You think I'm kidding? Check this out, from my review of Far Away: "Like a tender story by Raymond Carver with freaky flourishes à la Vonnegut, [the play] keeps both feet on the ground while whispering secrets about the deep weirdness of life." What the fuck is that? Even I don't know what the hell I'm talking about.
Furthermore, I'm a slave to weary clichés and lifeless adjectives. If I think a play is good, it's "brilliant." If I don't like it, I can't seem to resist a fecal turn of phrase:
"Whoo, daddy--what a well-polished turd."
"C'est crappy, no?"
And this hideous, meaningless metaphor: "[This show] is a big piece of crap. Steaming. With a plastic cherry on top."
When I first started writing for The Stranger, I daydreamed of being a benevolent, tastemaking dictator.

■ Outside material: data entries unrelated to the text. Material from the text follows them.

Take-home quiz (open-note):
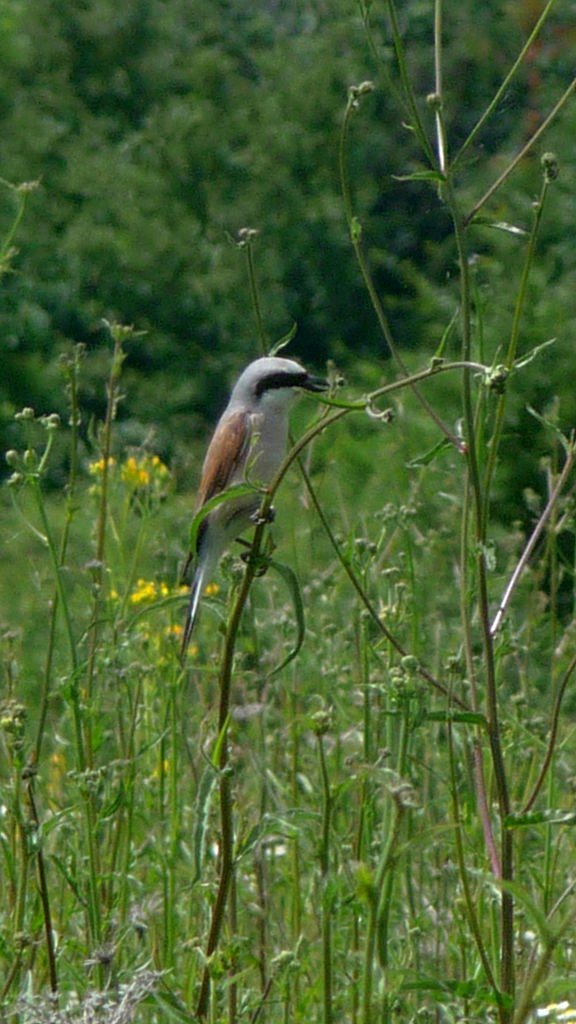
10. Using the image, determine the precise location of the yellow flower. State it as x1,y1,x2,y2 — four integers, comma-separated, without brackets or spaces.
88,456,116,476
130,580,156,604
121,455,169,490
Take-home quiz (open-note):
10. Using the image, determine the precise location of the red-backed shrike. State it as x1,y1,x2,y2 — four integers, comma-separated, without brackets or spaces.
182,356,328,654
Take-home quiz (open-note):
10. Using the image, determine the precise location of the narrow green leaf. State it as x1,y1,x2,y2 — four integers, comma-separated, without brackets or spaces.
392,171,446,184
192,765,218,885
406,437,453,469
472,216,530,238
189,483,258,552
433,309,460,359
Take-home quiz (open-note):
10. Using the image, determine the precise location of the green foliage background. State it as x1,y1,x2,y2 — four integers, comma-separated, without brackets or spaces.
0,0,574,501
0,0,576,1024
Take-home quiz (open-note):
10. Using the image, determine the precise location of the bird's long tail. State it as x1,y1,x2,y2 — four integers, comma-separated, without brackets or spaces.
180,560,207,657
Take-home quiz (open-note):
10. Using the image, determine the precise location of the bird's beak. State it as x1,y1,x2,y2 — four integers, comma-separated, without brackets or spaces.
300,374,330,391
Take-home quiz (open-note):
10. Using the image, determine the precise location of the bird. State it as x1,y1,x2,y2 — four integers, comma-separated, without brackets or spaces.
181,355,329,655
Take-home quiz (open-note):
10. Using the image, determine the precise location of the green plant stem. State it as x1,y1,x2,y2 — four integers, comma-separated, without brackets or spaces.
386,0,436,167
244,236,269,355
448,721,499,997
338,93,462,451
33,348,80,765
27,775,58,994
196,524,272,1020
483,174,549,522
512,911,576,1024
463,78,576,224
490,438,576,636
520,654,576,814
318,733,334,1024
86,328,125,768
360,799,405,1024
451,0,556,173
291,441,469,711
446,163,515,1011
434,0,447,174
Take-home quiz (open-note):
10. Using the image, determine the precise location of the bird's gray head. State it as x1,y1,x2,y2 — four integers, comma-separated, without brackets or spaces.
230,355,329,408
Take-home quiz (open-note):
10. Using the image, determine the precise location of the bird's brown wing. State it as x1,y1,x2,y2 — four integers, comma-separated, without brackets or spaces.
196,403,251,511
180,412,252,582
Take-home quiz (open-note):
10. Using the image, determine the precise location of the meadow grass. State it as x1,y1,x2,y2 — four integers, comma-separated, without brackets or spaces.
0,3,576,1024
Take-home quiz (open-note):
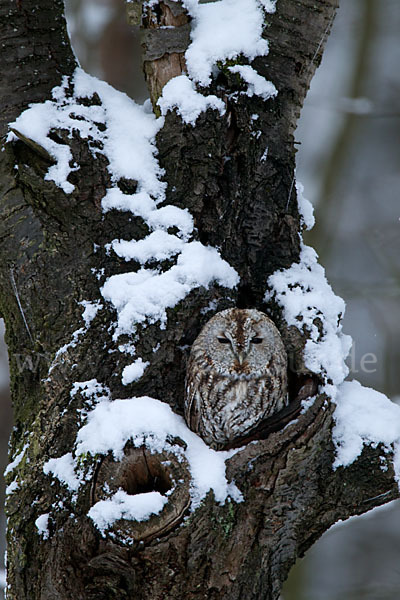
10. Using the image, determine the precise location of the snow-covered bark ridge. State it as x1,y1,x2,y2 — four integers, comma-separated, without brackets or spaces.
9,69,241,534
158,0,277,125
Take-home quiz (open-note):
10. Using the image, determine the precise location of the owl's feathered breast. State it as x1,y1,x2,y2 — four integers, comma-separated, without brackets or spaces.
185,309,287,447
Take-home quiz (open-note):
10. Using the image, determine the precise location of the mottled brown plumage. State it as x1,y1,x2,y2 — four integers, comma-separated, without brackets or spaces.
185,308,287,448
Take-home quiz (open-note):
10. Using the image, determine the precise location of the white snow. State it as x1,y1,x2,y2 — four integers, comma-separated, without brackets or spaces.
43,397,243,531
88,490,168,532
157,75,225,125
229,65,278,100
111,229,184,265
43,452,81,492
158,0,277,125
35,513,49,540
102,188,193,241
266,245,352,397
296,181,315,231
101,242,239,334
70,379,110,402
122,358,150,385
6,480,19,496
79,300,102,329
4,443,29,477
7,68,165,198
332,381,400,483
185,0,268,86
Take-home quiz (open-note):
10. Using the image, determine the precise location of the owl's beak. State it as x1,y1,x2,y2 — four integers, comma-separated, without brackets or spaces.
236,352,246,365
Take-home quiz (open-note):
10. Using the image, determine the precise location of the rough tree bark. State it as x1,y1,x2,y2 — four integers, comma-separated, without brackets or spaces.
0,0,398,600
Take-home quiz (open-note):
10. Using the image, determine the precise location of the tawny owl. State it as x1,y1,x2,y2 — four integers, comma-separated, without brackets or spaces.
185,308,287,448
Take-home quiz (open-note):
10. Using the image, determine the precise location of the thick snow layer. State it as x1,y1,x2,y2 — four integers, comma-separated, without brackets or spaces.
44,397,243,531
76,397,241,507
333,381,400,483
185,0,268,86
102,188,193,240
35,513,49,540
296,181,315,230
122,358,150,385
43,452,81,492
266,245,352,396
8,68,165,198
111,229,184,265
158,75,225,125
229,65,278,100
8,67,238,384
88,490,168,532
101,242,239,334
4,443,29,477
158,0,277,125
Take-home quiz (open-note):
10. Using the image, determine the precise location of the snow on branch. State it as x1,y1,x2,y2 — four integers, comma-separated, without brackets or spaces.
158,0,277,125
266,183,400,482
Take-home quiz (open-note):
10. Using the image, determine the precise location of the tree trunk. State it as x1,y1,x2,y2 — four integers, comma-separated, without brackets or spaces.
0,0,398,600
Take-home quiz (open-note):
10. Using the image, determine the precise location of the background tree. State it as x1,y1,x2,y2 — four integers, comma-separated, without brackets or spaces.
2,2,397,597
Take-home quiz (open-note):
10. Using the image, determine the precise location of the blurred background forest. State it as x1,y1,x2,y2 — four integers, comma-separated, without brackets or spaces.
0,0,400,600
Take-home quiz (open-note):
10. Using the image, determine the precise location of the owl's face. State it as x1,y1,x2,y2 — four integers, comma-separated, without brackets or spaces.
193,309,283,379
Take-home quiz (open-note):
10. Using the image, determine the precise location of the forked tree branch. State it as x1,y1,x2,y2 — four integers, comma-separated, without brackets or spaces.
0,0,399,600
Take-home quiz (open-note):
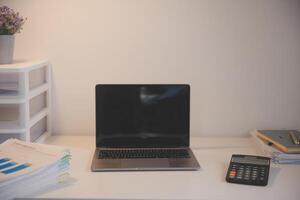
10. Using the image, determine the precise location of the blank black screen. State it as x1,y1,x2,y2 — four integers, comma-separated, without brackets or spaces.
96,85,190,148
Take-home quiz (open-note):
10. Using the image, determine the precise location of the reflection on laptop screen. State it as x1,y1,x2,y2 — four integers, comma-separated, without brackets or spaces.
96,85,190,147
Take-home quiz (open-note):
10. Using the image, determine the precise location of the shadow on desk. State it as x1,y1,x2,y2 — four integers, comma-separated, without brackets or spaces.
14,177,77,200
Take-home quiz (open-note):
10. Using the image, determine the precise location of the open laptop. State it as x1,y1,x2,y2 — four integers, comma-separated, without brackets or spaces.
91,84,200,171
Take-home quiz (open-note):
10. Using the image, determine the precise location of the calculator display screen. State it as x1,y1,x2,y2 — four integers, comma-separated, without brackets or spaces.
232,156,269,165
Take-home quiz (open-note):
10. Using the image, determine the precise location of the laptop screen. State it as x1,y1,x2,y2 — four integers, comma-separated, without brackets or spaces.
96,85,190,148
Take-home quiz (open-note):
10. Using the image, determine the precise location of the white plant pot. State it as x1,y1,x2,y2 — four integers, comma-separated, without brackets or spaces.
0,35,15,64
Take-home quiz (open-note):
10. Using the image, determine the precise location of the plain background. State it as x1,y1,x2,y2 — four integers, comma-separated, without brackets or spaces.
0,0,300,136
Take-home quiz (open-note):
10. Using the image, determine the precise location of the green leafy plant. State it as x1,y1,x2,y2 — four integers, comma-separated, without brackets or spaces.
0,6,26,35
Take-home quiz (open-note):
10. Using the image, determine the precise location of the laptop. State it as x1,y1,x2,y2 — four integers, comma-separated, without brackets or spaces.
91,84,200,171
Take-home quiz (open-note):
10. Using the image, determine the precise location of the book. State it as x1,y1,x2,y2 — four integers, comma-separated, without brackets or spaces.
250,131,300,164
256,130,300,154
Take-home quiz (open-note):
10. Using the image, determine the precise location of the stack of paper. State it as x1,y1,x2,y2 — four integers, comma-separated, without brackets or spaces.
251,131,300,164
0,139,71,200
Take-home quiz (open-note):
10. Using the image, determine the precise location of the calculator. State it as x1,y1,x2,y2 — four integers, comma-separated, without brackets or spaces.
226,154,270,186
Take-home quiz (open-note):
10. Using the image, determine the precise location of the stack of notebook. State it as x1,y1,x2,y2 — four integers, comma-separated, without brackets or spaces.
0,139,71,200
251,130,300,164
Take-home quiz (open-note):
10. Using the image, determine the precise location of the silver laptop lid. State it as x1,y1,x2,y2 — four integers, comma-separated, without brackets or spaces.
96,84,190,148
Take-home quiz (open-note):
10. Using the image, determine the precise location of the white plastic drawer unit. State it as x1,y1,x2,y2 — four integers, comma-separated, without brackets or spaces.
0,72,24,101
0,60,51,142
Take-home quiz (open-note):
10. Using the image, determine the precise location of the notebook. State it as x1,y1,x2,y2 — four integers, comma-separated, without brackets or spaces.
256,130,300,153
91,84,200,171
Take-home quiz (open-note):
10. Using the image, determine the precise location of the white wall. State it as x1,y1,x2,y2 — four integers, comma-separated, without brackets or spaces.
1,0,300,136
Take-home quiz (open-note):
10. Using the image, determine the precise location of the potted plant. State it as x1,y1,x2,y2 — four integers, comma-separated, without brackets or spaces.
0,6,25,64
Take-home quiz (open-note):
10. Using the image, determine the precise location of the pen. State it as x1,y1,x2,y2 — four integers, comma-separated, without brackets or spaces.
290,132,300,145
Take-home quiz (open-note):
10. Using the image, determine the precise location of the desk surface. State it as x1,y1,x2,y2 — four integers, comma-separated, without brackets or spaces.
31,136,300,200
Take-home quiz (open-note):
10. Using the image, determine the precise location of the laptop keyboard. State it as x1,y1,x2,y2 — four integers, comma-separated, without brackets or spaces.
98,149,190,159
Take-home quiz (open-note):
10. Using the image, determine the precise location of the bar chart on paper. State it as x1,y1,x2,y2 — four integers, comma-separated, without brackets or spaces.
0,139,71,200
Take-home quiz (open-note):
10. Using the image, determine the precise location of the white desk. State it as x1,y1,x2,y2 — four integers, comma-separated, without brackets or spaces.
29,136,300,200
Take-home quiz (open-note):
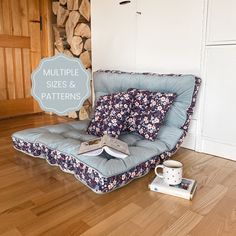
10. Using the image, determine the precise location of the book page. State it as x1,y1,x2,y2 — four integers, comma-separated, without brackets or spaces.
103,135,130,155
79,138,103,154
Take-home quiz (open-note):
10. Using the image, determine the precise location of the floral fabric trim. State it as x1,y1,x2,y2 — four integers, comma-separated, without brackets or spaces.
12,71,201,193
87,92,133,137
127,89,176,141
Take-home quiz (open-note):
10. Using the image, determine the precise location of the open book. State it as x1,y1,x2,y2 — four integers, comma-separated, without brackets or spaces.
79,135,130,159
149,176,197,200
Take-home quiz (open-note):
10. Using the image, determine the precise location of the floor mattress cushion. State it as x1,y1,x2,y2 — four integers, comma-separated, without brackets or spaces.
12,71,200,193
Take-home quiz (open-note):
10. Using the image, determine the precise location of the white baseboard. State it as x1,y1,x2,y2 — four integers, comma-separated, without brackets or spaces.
202,137,236,161
182,119,197,150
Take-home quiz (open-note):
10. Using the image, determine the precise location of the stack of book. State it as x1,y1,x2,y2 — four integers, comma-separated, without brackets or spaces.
149,176,197,200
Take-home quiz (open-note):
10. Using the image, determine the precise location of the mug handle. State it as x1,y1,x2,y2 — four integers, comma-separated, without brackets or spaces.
155,165,164,179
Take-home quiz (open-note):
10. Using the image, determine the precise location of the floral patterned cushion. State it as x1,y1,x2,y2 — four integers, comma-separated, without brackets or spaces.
87,92,133,137
127,89,176,141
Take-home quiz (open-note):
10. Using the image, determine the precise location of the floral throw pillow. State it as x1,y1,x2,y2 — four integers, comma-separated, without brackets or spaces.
87,92,133,137
127,89,176,141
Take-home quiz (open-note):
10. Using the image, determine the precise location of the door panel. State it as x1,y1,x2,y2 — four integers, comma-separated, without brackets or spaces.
0,0,41,118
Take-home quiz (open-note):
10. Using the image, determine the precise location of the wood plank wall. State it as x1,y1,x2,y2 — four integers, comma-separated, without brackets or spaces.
0,0,33,100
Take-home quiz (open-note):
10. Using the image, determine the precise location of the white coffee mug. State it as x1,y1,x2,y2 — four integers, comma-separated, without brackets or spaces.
155,160,183,185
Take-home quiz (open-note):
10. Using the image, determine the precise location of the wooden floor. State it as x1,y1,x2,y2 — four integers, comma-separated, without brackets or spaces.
0,115,236,236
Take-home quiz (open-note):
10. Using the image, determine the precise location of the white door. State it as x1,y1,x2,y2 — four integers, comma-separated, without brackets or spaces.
202,45,236,160
91,0,136,71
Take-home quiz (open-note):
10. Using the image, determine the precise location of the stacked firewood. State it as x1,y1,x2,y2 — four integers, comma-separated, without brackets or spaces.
52,0,91,68
52,0,92,120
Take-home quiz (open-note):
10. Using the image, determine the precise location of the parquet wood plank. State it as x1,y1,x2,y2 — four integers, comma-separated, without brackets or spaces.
0,114,236,236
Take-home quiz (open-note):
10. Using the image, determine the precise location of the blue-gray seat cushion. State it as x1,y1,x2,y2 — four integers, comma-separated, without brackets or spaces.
12,71,200,193
13,121,183,177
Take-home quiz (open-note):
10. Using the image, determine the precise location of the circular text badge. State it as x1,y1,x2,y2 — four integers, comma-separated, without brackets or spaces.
31,54,90,115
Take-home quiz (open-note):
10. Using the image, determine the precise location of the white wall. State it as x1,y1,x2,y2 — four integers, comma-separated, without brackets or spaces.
91,0,204,149
92,0,236,159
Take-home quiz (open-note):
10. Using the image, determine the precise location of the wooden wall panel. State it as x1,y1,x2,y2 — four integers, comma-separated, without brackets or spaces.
10,0,22,36
20,0,29,36
0,1,4,34
0,0,52,118
1,0,12,35
14,48,25,98
28,0,40,22
5,48,16,99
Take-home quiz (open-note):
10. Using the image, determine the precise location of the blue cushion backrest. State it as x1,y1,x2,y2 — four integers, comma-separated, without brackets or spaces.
93,71,195,128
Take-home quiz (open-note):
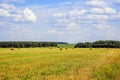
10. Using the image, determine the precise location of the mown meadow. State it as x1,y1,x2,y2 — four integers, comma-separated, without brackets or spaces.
0,48,120,80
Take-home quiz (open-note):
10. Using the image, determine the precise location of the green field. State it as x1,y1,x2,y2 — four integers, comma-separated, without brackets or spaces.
58,44,75,48
0,48,120,80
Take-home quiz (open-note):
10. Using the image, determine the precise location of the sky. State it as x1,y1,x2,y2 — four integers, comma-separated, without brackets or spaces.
0,0,120,43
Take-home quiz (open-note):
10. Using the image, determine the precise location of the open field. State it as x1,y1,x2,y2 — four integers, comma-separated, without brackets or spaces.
58,44,75,48
0,48,120,80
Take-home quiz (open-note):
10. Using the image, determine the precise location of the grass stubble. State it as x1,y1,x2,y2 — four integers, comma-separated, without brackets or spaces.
0,48,120,80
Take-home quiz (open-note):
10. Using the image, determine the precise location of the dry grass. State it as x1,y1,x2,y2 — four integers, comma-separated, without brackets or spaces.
0,48,120,80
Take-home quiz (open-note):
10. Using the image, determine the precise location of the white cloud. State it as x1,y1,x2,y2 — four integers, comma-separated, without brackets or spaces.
86,0,108,7
96,24,112,30
0,0,25,3
90,7,117,14
23,7,37,22
112,0,120,4
0,3,37,22
0,9,10,17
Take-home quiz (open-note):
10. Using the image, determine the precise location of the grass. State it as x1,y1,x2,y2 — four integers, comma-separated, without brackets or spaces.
58,44,75,48
0,48,120,80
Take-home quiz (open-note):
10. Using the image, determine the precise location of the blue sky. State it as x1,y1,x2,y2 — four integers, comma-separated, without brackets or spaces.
0,0,120,43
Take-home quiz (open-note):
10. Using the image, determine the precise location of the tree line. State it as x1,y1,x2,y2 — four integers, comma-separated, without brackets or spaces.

I'd hold court in fashionably shabby bars, wearing a cool scarf, lecturing to an ad hoc class of transfixed artists who'd marvel at my scintillating combination of erudition, wit, and sexual magnetism. "Steven Dietz has élan but lacks éclat," I'd droll. "And I always prefer my élan sans éclat." Wild applause.
It only took a few weeks of seeing myself in print to disabuse me of my relatively humble ambitions. By now, I'm ashamed to say my name too loudly in theaters or at parties where there might be an actor or two. I'm afraid a beautiful artiste will march right up, ash her cigarette on my sweater, and say: "You are a stupid pig. You know nothing about art. Mr. Kiley, you are a fraud."
I invite the beautiful artistes out there to try it--I'll blush and admit that you're right. But don't give me any guff for giving you a bad review unless you're sure you didn't deserve it.
Just because I'm a bad critic doesn't mean you're a good artist.